Die Klassifizierung von Supernovae vom Typ Ia beruht primär auf spektroskopischen Kriterien mit der vollständigen Abwesenheit von Wasserstoff und Helium sowie dem Nachweis von starken Siliziumlinien im Spektrum während des Anstiegs und des Maximums. Die spektralen Eigenschaften, die absolute Helligkeit 15 Tage nach dem Maximum sowie die Form der Lichtkurve sind bei 70 Prozent der Supernovae vom Typ Ia, den normalen Typ-Ia-Supernovae, fast identisch. Die optischen Spektren enthalten zum Zeitpunkt der maximalen Helligkeit Silizium, Sauerstoff, Kalzium und Magnesium. Daraus wird geschlossen, dass die äußeren Schichten des bei der Supernovaexplosion ausgeworfenen Materials aus chemischen Elementen mittlerer Masse bestehen. Einfach ionisierte Linien des Eisens dominieren das Spektrum ungefähr zwei Wochen nach dem Maximum. Etwa einen Monat später, während der Nebelphase, beginnen verbotene Linien des einfach und zweifach ionisierten Eisens und Kobalts sowie Absorptionslinien des Kalziums aufzutreten. Die Stärke der Kobaltlinien nimmt im Laufe der Zeit ab, während die Stärke der Linien des Eisens zunimmt. Die Lichtkurve der Supernovae vom Typ Ia lässt sich modellieren nach dem radioaktiven Zerfall von 56Ni über 56Co und weiter zu 56Fe. Dies passt auch zu dem zeitlichen Verlauf der Stärke der Spektrallinien.

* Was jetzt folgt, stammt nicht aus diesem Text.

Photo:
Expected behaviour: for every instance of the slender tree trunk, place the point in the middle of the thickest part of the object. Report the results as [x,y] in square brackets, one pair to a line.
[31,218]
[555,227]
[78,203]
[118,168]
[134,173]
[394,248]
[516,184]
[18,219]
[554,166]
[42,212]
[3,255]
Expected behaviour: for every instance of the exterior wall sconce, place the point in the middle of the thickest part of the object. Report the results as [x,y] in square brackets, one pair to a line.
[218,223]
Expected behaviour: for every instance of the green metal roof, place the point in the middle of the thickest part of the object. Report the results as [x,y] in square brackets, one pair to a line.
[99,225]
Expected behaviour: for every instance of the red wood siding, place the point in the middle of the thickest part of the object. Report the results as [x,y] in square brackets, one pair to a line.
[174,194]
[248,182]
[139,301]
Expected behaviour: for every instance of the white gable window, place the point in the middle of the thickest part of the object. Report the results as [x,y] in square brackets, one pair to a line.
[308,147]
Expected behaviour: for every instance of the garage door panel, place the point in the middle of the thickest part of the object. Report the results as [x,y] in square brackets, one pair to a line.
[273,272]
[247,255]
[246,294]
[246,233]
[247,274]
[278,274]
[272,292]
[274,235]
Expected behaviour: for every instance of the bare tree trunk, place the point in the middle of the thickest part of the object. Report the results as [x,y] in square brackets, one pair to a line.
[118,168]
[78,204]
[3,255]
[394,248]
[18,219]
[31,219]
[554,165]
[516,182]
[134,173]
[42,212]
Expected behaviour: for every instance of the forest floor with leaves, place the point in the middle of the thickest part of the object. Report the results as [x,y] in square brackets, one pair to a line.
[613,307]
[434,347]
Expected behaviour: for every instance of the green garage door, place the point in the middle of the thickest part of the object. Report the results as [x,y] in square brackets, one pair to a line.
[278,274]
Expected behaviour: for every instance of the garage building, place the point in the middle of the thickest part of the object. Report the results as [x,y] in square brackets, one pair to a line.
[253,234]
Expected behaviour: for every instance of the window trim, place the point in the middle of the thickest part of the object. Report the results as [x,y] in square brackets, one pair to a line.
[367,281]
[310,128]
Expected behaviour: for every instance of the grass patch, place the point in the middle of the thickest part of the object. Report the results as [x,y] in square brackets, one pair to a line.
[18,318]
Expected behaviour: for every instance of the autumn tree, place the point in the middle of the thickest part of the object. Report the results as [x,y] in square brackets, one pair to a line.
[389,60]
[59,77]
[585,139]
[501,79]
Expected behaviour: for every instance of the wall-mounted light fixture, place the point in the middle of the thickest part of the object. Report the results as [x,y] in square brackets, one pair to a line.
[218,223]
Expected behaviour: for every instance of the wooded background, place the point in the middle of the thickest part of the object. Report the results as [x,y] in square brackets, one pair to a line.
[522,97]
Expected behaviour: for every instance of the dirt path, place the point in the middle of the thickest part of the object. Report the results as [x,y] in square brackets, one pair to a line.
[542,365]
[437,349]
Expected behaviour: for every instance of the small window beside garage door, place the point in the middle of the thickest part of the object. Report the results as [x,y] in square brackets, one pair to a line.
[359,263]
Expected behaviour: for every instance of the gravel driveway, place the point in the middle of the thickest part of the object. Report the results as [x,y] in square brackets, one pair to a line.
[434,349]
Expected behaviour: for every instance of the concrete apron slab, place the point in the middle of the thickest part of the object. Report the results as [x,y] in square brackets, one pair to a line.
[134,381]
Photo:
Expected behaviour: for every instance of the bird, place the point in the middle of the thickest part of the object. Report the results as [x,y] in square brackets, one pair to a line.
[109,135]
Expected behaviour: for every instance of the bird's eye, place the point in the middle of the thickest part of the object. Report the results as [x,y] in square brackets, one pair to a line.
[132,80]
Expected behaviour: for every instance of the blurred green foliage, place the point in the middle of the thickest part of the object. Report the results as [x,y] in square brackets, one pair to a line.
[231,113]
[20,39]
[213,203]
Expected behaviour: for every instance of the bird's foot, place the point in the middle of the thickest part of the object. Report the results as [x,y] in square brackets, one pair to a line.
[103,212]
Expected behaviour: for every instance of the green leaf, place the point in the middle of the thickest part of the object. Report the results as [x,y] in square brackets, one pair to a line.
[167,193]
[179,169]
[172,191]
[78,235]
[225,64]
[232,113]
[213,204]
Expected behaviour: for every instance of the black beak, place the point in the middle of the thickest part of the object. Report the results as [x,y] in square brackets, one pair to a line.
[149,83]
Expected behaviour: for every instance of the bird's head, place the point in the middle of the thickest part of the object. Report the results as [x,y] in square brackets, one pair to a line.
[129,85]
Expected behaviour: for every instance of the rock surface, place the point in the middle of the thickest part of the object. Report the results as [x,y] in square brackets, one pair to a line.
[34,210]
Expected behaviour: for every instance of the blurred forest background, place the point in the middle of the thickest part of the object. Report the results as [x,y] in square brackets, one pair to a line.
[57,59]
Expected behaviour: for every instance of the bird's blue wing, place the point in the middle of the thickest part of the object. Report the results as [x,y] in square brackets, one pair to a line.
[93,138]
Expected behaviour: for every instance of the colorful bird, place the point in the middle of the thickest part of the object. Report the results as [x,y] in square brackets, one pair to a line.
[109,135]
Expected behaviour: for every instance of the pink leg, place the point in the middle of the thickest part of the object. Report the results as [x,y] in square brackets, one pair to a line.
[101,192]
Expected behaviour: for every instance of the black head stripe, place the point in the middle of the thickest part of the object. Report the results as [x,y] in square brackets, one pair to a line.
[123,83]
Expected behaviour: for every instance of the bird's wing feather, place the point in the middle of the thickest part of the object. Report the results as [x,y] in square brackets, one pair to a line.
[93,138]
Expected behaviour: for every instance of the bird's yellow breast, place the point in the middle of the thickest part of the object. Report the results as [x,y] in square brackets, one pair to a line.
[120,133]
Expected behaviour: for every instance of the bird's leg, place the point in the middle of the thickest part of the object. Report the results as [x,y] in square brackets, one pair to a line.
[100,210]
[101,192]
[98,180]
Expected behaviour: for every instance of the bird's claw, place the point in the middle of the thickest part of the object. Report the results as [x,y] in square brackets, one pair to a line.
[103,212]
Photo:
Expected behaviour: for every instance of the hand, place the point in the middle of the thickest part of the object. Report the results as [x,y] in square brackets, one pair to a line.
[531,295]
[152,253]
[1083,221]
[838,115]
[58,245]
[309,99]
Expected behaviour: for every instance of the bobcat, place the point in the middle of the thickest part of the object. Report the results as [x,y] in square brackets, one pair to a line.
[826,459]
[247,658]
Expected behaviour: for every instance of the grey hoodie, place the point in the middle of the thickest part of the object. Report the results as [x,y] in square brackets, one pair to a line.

Die frühen Spektren entstehen durch die Streuung eines thermischen Kontinuums mit P-Cygni-Profilen, deren blaues Ende bis zu 25.000 km/s erreicht. Die maximale Expansionsgeschwindigkeit nimmt schnell im Laufe der Zeit ab. Dabei sind die beobachteten Geschwindigkeiten abhängig von den chemischen Elementen und lassen eine geschichtete Struktur der in der Explosion entstehenden Produkte vermuten.

Schematische Lichtkurve von Supernovae vom Typ Ia. Die Leuchtkraft um das Maximum wird überwiegend durch den radioaktiven Zerfall von Nickel bestimmt, im späteren langsameren Abfall von Kobalt.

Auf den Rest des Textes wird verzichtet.